How a Oil Filter Works


The Basics

  • An oil filter is an integral part of the inner workings of your car. The oil filter allows oil to move through various parts of your car, which is important because oil does things such as cool your engine and absorb potentially harmful particles that could damage your car. When oil passes through the oil filter it removes these contaminants from the oil allowing it to pass through your car again. A properly working oil filter is the reason why you only have to have your oil changed after an average of 3,000 miles of driving.

The Setup

  • The oil filter is held in place and sealed firmly against your engine. Your car's oil pump also plugs directly into your oil filter. The filter itself is housed inside a metal container. In the container is the soft filter material made from synthetic (or man-made) fibers. The oil works its way through your car with the help of the oil pump, and at some point along its journey is dumped directly into the oil filter and back out again into the engine. The oil flows through your car because of the pressure generated by the engine.
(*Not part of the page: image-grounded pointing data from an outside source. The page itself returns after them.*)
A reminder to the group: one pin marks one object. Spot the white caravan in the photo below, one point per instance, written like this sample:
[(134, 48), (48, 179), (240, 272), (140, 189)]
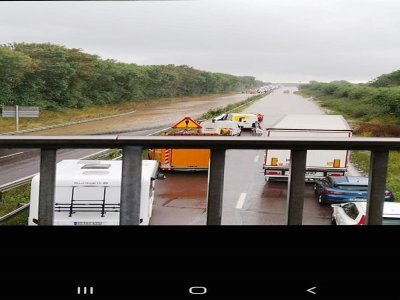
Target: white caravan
[(88, 192)]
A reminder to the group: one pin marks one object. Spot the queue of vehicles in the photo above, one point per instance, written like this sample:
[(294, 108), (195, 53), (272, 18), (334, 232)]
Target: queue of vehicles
[(88, 192)]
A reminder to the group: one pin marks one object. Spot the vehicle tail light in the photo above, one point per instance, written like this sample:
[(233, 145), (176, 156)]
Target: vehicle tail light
[(336, 163), (362, 220), (332, 192), (274, 172)]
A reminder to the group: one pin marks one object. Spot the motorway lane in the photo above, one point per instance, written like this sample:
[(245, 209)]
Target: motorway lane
[(28, 163), (248, 199)]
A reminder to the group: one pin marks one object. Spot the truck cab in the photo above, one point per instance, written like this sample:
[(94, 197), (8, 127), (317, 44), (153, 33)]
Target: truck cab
[(244, 121)]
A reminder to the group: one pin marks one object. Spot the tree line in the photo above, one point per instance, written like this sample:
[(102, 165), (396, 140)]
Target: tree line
[(54, 77), (380, 97)]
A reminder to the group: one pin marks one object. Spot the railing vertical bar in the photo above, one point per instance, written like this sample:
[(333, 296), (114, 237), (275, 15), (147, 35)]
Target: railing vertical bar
[(131, 185), (215, 186), (295, 195), (377, 185), (47, 186)]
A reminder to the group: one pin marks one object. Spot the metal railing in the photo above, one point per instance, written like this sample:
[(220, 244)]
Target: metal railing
[(131, 167)]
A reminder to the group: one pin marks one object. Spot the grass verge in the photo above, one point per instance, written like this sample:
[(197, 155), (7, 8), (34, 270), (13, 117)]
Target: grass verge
[(47, 118), (364, 123)]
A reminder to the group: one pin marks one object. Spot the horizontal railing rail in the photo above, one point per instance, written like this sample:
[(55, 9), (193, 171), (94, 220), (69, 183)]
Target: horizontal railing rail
[(131, 167)]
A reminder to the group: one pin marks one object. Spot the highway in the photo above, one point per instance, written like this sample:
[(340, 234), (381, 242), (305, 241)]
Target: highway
[(248, 199), (181, 198)]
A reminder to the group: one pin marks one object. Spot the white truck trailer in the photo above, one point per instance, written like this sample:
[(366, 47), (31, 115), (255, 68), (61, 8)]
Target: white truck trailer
[(320, 163), (88, 192)]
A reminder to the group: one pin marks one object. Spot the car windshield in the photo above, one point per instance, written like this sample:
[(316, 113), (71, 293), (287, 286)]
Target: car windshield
[(390, 221), (352, 187)]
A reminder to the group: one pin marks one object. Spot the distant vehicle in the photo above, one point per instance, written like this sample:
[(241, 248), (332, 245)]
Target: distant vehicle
[(189, 159), (88, 192), (339, 189), (245, 121), (221, 127), (260, 117), (354, 213), (222, 117), (320, 163)]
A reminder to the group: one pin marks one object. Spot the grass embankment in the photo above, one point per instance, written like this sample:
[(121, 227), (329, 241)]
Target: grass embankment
[(47, 118), (13, 199), (231, 108), (368, 120)]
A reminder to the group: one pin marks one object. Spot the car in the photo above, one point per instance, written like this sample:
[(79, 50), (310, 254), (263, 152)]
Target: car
[(340, 189), (354, 213), (220, 126)]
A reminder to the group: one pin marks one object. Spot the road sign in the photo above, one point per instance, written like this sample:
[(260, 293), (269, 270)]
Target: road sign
[(187, 122), (19, 111)]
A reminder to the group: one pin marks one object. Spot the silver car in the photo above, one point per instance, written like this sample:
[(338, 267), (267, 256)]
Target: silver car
[(354, 213)]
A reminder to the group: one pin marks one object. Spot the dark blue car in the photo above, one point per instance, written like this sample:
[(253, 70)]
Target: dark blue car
[(339, 189)]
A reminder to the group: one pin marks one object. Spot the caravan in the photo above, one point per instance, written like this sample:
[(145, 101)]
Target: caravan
[(88, 192)]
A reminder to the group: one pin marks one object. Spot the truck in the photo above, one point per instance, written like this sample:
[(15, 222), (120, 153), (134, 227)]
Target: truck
[(88, 192), (320, 163), (188, 159), (222, 127), (245, 121)]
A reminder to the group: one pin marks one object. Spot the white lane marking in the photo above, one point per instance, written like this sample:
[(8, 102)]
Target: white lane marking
[(11, 155), (240, 202)]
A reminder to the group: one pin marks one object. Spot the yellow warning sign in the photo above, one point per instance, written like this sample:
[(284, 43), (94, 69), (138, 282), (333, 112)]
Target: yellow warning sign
[(186, 122)]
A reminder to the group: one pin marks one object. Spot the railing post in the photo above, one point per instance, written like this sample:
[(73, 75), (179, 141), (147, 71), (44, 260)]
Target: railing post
[(131, 185), (47, 183), (295, 194), (215, 186), (377, 186)]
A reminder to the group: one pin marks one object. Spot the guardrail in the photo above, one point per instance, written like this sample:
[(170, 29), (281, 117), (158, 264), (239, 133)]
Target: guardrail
[(131, 167)]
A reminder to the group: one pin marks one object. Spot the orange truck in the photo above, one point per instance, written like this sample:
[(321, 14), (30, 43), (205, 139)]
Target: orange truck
[(184, 159)]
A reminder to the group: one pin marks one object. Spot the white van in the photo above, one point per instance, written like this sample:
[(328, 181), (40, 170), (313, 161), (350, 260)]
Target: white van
[(219, 127), (245, 121), (88, 192)]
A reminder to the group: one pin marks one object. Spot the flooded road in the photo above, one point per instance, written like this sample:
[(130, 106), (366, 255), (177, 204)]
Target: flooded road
[(148, 117), (181, 197)]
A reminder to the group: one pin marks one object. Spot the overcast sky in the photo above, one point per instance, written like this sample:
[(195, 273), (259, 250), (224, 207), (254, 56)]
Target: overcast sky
[(273, 40)]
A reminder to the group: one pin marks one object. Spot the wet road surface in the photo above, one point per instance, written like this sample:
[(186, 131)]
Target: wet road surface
[(181, 197), (248, 199)]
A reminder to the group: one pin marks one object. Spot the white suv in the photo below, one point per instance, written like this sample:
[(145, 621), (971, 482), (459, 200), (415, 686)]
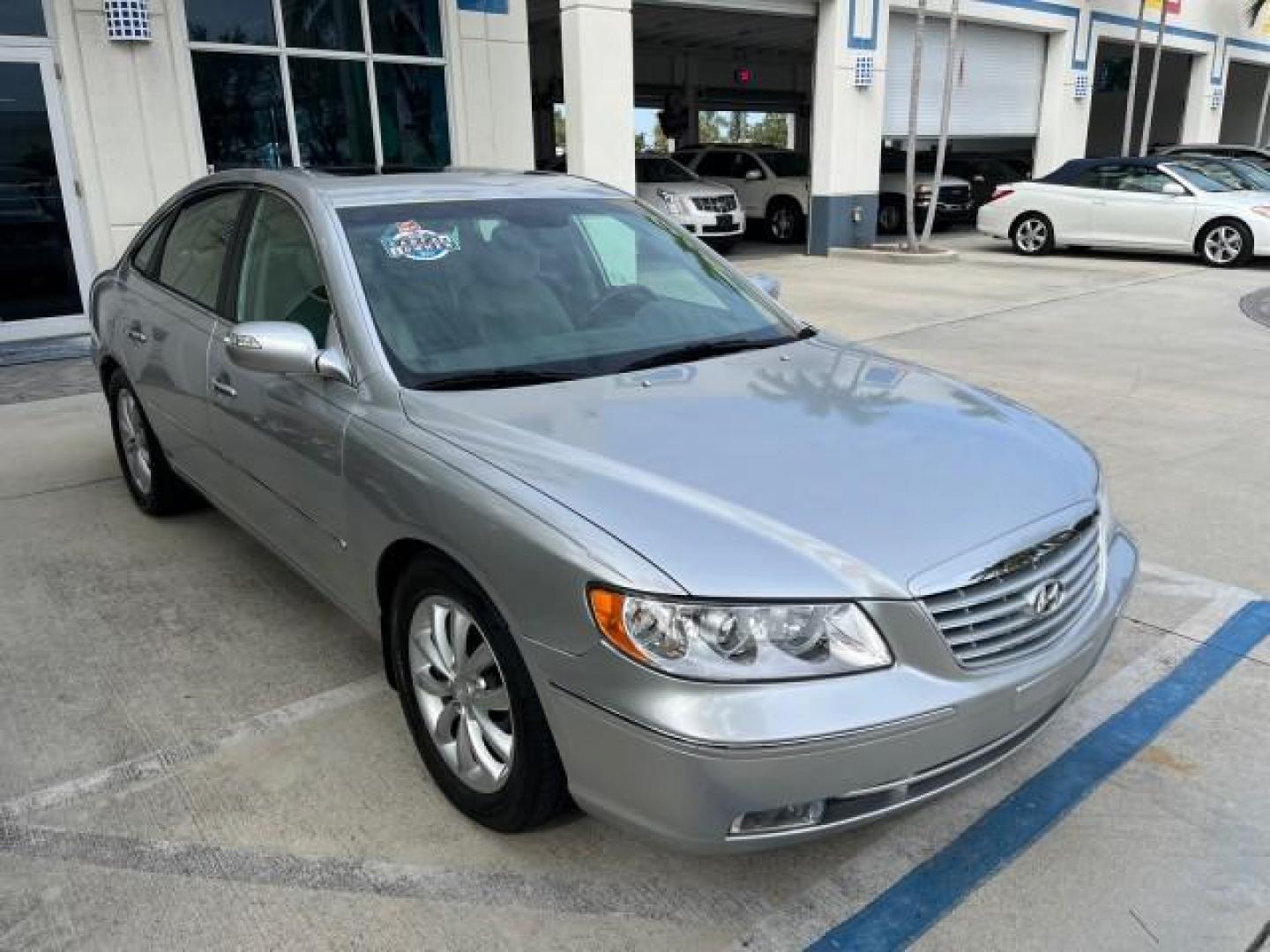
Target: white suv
[(773, 184)]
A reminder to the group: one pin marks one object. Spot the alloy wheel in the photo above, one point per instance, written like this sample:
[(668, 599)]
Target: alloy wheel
[(1223, 244), (132, 438), (461, 693), (1032, 235)]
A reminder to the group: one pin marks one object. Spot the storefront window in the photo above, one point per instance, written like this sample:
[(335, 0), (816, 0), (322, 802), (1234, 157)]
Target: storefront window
[(333, 115), (231, 22), (406, 26), (328, 123), (412, 101), (242, 108), (334, 25), (22, 18)]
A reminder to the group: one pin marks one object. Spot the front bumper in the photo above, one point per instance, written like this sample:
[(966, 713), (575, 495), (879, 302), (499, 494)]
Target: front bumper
[(681, 761)]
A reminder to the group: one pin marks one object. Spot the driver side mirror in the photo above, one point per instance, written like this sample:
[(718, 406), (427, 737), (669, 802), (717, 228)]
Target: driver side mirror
[(282, 346), (768, 285)]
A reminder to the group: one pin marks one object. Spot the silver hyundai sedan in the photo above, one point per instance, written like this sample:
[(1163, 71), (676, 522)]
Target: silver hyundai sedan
[(629, 531)]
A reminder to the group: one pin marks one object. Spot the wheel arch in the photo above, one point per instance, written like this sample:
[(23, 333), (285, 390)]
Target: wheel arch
[(392, 564), (1218, 219)]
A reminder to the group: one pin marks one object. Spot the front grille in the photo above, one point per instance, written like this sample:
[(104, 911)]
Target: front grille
[(993, 619), (715, 204)]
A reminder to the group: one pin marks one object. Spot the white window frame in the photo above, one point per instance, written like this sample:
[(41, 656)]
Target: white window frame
[(282, 54)]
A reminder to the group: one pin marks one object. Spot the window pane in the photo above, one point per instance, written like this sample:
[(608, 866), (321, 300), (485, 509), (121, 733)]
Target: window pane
[(230, 22), (333, 115), (280, 277), (22, 18), (240, 106), (407, 26), (413, 115), (333, 25), (195, 253)]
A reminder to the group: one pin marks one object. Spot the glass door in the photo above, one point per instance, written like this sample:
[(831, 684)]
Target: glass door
[(42, 256)]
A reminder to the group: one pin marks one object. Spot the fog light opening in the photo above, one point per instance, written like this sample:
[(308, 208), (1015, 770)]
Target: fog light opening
[(793, 816)]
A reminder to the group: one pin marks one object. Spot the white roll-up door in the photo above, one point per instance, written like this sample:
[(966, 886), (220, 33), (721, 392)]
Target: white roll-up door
[(997, 79)]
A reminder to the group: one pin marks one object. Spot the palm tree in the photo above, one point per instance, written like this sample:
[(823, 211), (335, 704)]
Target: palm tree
[(945, 115), (1145, 145), (915, 95), (1127, 144)]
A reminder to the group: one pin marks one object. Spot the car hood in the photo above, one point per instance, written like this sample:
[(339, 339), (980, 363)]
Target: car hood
[(648, 190), (813, 470)]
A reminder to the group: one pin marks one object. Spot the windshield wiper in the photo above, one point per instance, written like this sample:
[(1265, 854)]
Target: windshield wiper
[(712, 348), (493, 380)]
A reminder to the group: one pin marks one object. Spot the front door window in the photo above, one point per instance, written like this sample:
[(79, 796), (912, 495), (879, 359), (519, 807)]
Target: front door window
[(37, 264)]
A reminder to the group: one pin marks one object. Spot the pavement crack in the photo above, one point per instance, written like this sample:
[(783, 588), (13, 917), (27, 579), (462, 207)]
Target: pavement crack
[(1201, 643), (1145, 926)]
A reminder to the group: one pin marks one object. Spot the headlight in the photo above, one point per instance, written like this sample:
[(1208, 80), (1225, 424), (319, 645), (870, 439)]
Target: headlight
[(713, 641), (671, 201)]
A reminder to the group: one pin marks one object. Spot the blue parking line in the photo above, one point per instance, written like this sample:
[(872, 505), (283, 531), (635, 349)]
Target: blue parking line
[(929, 893)]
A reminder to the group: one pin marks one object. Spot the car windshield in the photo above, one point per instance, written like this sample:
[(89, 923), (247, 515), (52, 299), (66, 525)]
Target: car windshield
[(661, 167), (1200, 178), (504, 292), (785, 164)]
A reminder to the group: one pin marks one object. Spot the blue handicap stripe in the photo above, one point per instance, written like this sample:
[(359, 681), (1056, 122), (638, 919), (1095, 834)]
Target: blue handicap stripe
[(929, 893)]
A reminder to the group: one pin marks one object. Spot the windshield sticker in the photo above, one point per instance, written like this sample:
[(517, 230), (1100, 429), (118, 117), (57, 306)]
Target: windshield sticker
[(407, 239)]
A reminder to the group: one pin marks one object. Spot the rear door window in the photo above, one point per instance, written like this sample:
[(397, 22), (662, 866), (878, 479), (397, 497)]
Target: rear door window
[(197, 247)]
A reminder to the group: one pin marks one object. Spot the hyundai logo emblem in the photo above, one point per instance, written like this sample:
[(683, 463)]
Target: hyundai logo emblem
[(1045, 598)]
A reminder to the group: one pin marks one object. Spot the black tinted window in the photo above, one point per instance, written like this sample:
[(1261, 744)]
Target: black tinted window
[(280, 276), (145, 259), (197, 245)]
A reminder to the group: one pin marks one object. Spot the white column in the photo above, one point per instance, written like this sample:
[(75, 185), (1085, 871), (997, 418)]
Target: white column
[(846, 130), (1201, 122), (1065, 120), (600, 89)]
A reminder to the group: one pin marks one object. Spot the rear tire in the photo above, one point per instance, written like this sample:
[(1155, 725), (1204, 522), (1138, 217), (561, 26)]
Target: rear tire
[(1224, 244), (1032, 235), (155, 487), (511, 777), (785, 219)]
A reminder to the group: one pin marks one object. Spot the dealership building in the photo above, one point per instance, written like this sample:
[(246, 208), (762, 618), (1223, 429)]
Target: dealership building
[(107, 107)]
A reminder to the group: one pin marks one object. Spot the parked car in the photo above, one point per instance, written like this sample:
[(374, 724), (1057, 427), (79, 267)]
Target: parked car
[(1154, 204), (1222, 150), (629, 531), (704, 208), (955, 199), (773, 184), (984, 173)]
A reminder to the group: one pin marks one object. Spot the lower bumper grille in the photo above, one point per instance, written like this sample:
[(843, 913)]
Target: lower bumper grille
[(1025, 602)]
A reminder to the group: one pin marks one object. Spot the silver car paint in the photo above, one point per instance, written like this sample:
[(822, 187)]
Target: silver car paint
[(816, 470)]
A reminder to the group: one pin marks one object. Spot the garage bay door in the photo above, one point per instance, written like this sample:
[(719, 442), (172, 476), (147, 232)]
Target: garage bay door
[(997, 79)]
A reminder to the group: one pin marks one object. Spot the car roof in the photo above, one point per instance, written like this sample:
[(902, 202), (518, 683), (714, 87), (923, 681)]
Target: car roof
[(451, 185), (1070, 172)]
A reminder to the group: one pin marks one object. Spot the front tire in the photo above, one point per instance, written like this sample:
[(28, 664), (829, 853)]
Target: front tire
[(470, 703), (1224, 244), (785, 219), (155, 487), (1032, 235)]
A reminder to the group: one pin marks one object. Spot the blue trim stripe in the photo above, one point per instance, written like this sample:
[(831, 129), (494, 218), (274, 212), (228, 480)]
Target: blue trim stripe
[(929, 893)]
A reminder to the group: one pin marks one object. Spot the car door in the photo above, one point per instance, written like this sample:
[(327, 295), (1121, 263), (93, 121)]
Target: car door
[(283, 435), (175, 299), (1131, 208)]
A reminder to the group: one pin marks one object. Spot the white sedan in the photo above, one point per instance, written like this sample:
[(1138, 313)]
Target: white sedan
[(1154, 205)]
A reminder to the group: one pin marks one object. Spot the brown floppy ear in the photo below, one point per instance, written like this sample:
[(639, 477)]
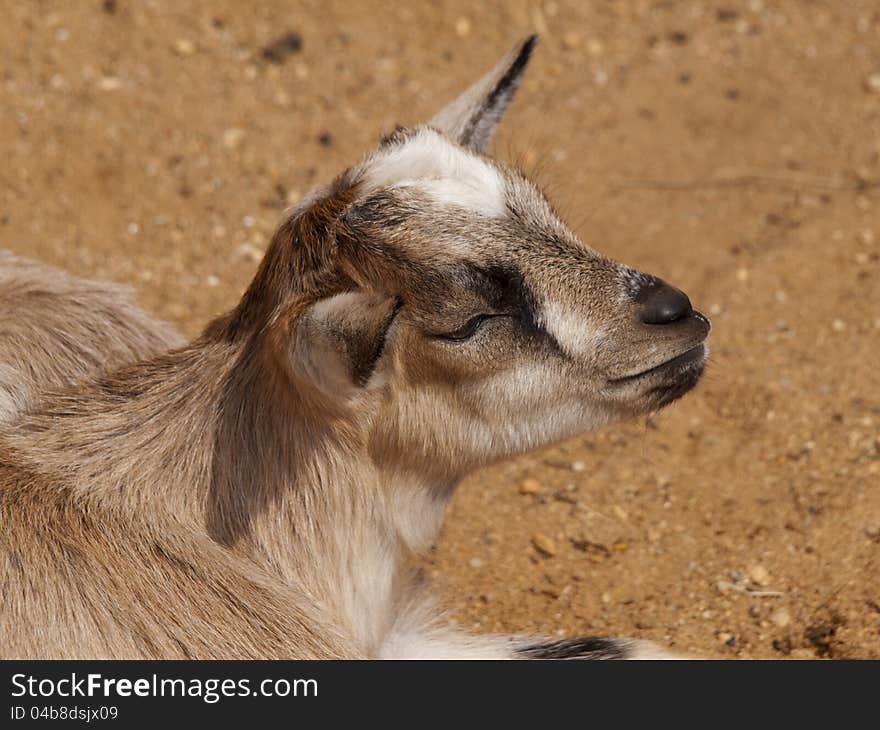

  • Oil is pushed through the oil filter back into the engine. The actual filter material has two parts. The first part removes smaller particles (things like dirt and debris) that could harm various components in your car if they were left to flow normally through. The liquid oil can move through the filter material but these solid particles cannot. The second part of the filter material stops larger particles that the first part couldn't get. Once the oil passes through your oil filter it passes back into the engine free from these particles at which point it repeats the process.